I have written down my thoughts and added some of the feedback from this thread. The proposal is probably still sparse, but I would like to start the discussion so I can shape it into final documentation when we are done painting the bike shed.

https://docs.google.com/document/d/1FYUatSjZZO-zmFBxjOiuOzAy9mhHA8hqdvklZv68WuQ/edit?usp=sharing

Please add your feedback on the document itself (anyone should be able to comment) or to this thread.

Tobias, I will look at your patches this week and start producing my own changes on top of them.

Thanks. Diego.

This feature will be very useful and I suggest taking a bigger perspective.

Not only the major decisions but also simple optimizations metrics like #<opt_instances>, #spills etc can be useful for performance analysis, comparison and tracking. In addition to metrics locality is helpful, specifically a report at a function level. A good place to start and test the design could be to issue current —stats per function. In practice the users of these reports know the hot functions and like to drill down.

The reports themselves could offer various levels of verbosity for the user to pick (and the implementer to decide which information to report at which level).

For performance tuning a compiler that also reports why it didn’t apply an optimization can be very useful (like in “I didn’t vectorize because of this dependency.” etc.).

-Gerolf

This feature will be very useful and I suggest taking a bigger perspective.

Not only the major decisions but also simple optimizations metrics like
#<opt_instances>, #spills etc can be useful for performance analysis,
comparison and tracking. In addition to metrics locality is helpful,
specifically a report at a function level. A good place to start and test
the design could be to issue current --stats per function. In practice the
users of these reports know the hot functions and like to drill down.

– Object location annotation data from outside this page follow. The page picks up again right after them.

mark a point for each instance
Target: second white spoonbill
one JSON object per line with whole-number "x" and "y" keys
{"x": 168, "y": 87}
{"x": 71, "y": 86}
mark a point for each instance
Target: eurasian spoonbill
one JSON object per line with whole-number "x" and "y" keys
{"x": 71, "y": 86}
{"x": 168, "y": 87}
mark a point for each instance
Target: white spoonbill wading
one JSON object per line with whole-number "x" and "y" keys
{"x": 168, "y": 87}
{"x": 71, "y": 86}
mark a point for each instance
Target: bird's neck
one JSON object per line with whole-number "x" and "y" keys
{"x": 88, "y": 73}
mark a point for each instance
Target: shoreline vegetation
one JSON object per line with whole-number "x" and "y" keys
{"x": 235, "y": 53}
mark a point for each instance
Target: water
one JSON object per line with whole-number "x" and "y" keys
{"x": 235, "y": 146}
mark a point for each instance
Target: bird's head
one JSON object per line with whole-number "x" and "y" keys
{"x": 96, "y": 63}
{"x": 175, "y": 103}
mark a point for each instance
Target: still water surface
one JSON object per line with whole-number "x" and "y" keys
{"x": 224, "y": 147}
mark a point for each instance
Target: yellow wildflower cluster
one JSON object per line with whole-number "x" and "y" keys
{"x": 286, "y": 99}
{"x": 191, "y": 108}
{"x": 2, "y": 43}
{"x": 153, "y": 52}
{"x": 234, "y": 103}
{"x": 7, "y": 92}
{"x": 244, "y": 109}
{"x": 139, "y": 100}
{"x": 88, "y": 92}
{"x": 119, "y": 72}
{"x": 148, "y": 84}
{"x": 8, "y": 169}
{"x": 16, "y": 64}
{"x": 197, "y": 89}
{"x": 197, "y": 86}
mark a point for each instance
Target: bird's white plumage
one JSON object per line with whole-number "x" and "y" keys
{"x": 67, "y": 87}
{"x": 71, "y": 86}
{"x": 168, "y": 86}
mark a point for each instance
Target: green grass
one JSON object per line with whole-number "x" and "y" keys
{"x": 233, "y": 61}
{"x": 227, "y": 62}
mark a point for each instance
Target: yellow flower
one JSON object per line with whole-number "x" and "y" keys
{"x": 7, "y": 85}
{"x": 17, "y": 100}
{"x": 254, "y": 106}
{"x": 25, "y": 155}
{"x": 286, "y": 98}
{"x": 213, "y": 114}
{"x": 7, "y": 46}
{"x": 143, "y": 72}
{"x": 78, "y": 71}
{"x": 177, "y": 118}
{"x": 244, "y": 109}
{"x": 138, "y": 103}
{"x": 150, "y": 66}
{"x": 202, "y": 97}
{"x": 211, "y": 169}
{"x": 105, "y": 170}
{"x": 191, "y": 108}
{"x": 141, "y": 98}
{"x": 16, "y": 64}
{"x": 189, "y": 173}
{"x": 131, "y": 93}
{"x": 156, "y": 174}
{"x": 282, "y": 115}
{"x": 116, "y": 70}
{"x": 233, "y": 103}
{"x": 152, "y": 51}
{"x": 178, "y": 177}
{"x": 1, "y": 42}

Right. Once the base reporting harness is in place, adding calls from
the optimizers can be done incrementally. Initially, the major passes
(inliner, vectorizer, scalar loop optimizers, etc). Mapping stats info
into this report may be doable, but it needs to be something
actionable and understandable by end-users. A stats report that refers
to something obscure like 'eliminated N% of phi nodes' does not seem
to be something useful. Stats also tend to be harder to place at a src
loc.

The reports themselves could offer various levels of verbosity for the user
to pick (and the implementer to decide which information to report at which
level).

That's reflected in the document, yes. Adding levels of verbosity
could be doable.

For performance tuning a compiler that also reports why it didn't apply an
optimization can be very useful (like in "I didn't vectorize because of this
dependency." etc.).

Yes. Also reflected in the document.

Diego.